Nous avions parlé à voix basse, car les Indiens se tenaient toujours devant la cave. Un grand nombre étaient venus se joindre aux premiers, et examinaient le crâne du Canadien avec la même curiosité et la même surprise qu'avaient manifestées leurs camarades. Rubé et moi nous les observions en gardant le silence ; le trappeur était venu se placer auprès de moi, de façon qu'il pouvait voir dehors et me parler tous bas. Je craignais toujours que les sauvages ne dirigeassent leurs recherches du côté de notre puits.

– Ça n'est pas probable, dit mon compagnon ; il y a trop de puits comme ça, voyez-vous ; il y en a une masse, plus de cent, de l'autre côté. De plus, presque tous les hommes qui se sont sauvés ont pris par là, et je crois que les Indiens suivront la même direction ; ça les empêchera de… Jésus, mon Dieu, ne voilà-t-il pas ce damné chien, maintenant !

Je ne compris que trop la signification du ton de profonde alarme avec lequel ces derniers mots avaient été prononcés. En même temps que Rubé j'avais aperçu Alp. Il courait çà et là devant la cave. Le pauvre animal était à ma recherche. Un moment après il était sur la piste du chemin que j'avais suivi à travers les cactus, et venait en courant dans la direction de l'ouverture. En arrivant près du corps du Canadien, il s'arrêta, parut l'examiner, poussa un hurlement, et passa à celui du docteur, autour duquel il répéta la même démonstration. Il alla plusieurs fois de l'un à l'autre, et enfin les quitta ; puis interrogeant la terre avec son nez, il disparut de nos yeux.

Ses étranges allures avaient attiré l'attention des sauvages, qui, tous, l'observaient. Mon compagnon et moi, nous commencions à espérer qu'il avait perdu mes traces, lorsque, à notre grande consternation, il reparut une seconde fois, suivant ma piste comme auparavant.
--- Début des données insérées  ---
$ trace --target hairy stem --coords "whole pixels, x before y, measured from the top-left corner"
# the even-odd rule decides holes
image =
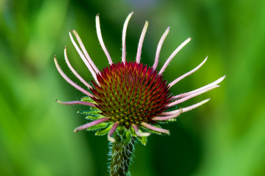
[[[111,157],[109,166],[110,176],[126,176],[130,175],[129,166],[134,150],[134,138],[115,132],[114,138],[115,142],[111,143],[109,154]]]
Cette fois il sauta par-dessus les cadavres, et un moment après il s'élançait dans la cave. Les cris des sauvages nous annoncèrent que nous étions découverts. Nous essayâmes de chasser le chien, et nous y réussîmes, Rubé lui ayant donné un coup de couteau ; mais la blessure elle-même et les allures de l'animal démontrèrent aux ennemis qu'il y avait quelqu'un dans l'excavation. L'entrée fut bientôt obscurcie par une masse de sauvages criant et hurlant.
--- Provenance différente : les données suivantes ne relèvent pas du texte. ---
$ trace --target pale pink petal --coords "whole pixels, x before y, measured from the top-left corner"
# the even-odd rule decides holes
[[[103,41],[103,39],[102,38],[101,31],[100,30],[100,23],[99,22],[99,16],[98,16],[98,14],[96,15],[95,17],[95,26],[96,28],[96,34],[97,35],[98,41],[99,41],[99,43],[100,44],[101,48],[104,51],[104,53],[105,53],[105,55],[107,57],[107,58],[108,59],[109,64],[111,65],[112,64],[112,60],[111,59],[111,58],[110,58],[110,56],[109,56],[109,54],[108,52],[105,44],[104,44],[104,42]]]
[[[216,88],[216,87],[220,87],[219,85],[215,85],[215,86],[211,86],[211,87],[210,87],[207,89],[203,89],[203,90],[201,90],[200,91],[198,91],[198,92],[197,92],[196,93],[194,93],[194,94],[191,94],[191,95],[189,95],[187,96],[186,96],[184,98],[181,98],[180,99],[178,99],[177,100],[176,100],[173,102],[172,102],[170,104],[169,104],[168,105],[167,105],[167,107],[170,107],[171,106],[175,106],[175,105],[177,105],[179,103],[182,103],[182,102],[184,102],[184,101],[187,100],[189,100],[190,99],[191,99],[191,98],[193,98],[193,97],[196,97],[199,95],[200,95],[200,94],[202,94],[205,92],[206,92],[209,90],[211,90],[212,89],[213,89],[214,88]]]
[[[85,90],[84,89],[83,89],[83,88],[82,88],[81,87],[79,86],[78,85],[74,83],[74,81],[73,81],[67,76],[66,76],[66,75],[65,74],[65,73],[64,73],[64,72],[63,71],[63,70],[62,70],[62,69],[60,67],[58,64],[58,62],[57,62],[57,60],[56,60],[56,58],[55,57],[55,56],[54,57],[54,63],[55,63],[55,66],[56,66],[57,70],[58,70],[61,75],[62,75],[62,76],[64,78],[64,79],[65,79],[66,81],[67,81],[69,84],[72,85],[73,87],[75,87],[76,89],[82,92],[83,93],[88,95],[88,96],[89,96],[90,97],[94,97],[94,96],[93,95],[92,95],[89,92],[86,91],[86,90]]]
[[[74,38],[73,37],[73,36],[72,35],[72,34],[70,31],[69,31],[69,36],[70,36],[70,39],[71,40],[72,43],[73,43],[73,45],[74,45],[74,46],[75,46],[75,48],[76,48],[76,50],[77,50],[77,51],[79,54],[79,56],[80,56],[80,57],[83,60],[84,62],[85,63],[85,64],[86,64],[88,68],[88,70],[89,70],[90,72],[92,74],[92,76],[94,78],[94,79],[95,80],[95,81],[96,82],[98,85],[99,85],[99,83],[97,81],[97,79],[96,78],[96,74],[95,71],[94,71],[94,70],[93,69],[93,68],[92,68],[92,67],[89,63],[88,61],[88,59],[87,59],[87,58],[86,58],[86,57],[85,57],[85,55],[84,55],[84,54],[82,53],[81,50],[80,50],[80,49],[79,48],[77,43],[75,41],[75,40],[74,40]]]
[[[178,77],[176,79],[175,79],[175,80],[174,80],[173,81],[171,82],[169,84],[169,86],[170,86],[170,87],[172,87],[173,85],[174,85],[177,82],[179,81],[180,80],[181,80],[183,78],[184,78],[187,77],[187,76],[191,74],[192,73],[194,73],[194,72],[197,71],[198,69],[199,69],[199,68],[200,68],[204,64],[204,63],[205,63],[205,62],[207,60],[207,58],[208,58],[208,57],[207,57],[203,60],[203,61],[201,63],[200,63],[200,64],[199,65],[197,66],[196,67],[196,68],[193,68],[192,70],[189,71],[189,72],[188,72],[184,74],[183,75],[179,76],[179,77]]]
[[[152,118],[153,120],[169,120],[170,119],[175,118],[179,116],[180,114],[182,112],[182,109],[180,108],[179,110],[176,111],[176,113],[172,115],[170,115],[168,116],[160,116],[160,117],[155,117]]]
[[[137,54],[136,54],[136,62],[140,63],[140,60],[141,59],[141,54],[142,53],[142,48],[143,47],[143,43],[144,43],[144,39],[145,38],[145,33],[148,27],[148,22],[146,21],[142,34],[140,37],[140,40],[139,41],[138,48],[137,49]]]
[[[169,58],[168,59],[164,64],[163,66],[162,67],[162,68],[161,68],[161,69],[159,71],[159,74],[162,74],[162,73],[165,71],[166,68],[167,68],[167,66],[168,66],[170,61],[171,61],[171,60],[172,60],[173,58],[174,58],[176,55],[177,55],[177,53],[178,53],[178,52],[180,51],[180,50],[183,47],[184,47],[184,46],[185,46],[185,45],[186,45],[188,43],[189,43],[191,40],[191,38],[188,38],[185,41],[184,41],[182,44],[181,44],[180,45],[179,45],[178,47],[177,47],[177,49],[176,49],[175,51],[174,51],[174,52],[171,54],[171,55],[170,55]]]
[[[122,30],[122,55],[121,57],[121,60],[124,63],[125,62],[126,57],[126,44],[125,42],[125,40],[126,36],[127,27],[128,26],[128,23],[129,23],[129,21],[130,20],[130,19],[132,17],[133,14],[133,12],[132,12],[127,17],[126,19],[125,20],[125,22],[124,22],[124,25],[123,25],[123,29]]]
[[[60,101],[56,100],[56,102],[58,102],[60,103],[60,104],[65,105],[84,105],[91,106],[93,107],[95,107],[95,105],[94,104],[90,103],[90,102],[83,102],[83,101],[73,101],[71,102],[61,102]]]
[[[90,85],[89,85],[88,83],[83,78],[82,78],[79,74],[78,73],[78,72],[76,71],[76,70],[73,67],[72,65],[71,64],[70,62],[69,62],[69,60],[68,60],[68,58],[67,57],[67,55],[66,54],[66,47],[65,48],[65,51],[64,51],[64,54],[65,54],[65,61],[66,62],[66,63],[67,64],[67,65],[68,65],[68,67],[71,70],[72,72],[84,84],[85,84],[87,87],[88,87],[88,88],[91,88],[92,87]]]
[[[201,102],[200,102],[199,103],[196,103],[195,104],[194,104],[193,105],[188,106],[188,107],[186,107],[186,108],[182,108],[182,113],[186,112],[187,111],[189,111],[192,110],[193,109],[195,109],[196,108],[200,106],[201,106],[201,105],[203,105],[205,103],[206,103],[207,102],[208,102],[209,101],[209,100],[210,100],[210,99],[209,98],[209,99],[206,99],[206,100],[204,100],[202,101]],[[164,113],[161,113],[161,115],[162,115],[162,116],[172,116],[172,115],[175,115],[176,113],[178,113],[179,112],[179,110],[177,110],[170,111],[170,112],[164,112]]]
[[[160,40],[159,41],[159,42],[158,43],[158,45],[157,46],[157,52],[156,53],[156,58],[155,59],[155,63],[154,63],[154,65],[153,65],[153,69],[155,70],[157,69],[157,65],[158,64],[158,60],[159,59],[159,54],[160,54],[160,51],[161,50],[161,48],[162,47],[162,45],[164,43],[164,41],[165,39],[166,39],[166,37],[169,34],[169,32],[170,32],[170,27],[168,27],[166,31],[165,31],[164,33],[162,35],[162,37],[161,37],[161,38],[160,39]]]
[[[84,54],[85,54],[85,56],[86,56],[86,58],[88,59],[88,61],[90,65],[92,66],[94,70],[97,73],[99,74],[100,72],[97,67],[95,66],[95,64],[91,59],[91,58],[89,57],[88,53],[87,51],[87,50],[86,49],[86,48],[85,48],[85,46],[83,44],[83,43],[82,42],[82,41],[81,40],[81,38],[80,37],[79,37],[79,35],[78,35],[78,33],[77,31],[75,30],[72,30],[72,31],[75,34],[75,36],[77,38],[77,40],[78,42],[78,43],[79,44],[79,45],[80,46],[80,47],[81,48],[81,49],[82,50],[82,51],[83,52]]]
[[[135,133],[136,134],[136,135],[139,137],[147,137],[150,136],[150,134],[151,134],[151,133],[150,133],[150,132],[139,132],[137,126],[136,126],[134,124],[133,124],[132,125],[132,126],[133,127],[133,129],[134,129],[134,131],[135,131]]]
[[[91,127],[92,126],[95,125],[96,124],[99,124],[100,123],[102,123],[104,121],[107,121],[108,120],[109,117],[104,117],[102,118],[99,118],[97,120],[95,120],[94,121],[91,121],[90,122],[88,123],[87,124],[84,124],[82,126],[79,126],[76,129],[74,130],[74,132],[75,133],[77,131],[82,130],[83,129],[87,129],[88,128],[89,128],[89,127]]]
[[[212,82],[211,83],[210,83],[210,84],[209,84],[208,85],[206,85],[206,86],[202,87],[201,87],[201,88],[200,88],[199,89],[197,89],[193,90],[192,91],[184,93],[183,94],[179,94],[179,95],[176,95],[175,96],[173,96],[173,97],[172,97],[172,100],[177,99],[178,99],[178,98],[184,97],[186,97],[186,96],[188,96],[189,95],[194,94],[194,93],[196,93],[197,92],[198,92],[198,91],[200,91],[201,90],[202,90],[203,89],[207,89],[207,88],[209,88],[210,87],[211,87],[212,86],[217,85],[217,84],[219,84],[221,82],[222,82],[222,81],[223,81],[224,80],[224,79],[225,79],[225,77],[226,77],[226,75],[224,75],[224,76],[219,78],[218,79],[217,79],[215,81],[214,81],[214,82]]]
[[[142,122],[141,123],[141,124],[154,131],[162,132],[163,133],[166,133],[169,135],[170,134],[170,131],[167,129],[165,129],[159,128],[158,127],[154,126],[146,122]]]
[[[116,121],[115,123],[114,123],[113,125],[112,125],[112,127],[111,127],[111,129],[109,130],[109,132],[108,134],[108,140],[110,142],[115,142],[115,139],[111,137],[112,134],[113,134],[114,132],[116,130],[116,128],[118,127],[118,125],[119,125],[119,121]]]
– Maintenant, jeune homme, dit mon compagnon, voilà le moment de vous servir de votre pistolet. C'est un pistolet du nouveau genre que vous avez là ! Chargez-en tous les canons.

– Est-ce que j'aurai le temps de les charger ?

– Vous aurez tout le temps. Il faut qu'ils aillent à la masure pour avoir une torche, dépêchez-vous ! Mettez-vous en état d'en descendre quelques-uns.

Sans prendre le temps de répondre, je saisis ma poudrière et chargeai les cinq autres canons du revolver.

À peine avais-je fini, qu'un des Indiens se montra devant l'ouverture, tenant à la main un brandon qu'il se disposait à jeter dans la cave.

– À vous maintenant, cria Rubé. F… ichez-moi ce b…-là par terre ! Allons !

Je tirai, et le sauvage, lâchant la torche, tomba mort dessus !

Un cri de fureur suivit la détonation, et les Indiens disparurent de l'ouverture. Un instant après, nous vîmes un bras s'allonger, et le cadavre fut retiré de l'entrée.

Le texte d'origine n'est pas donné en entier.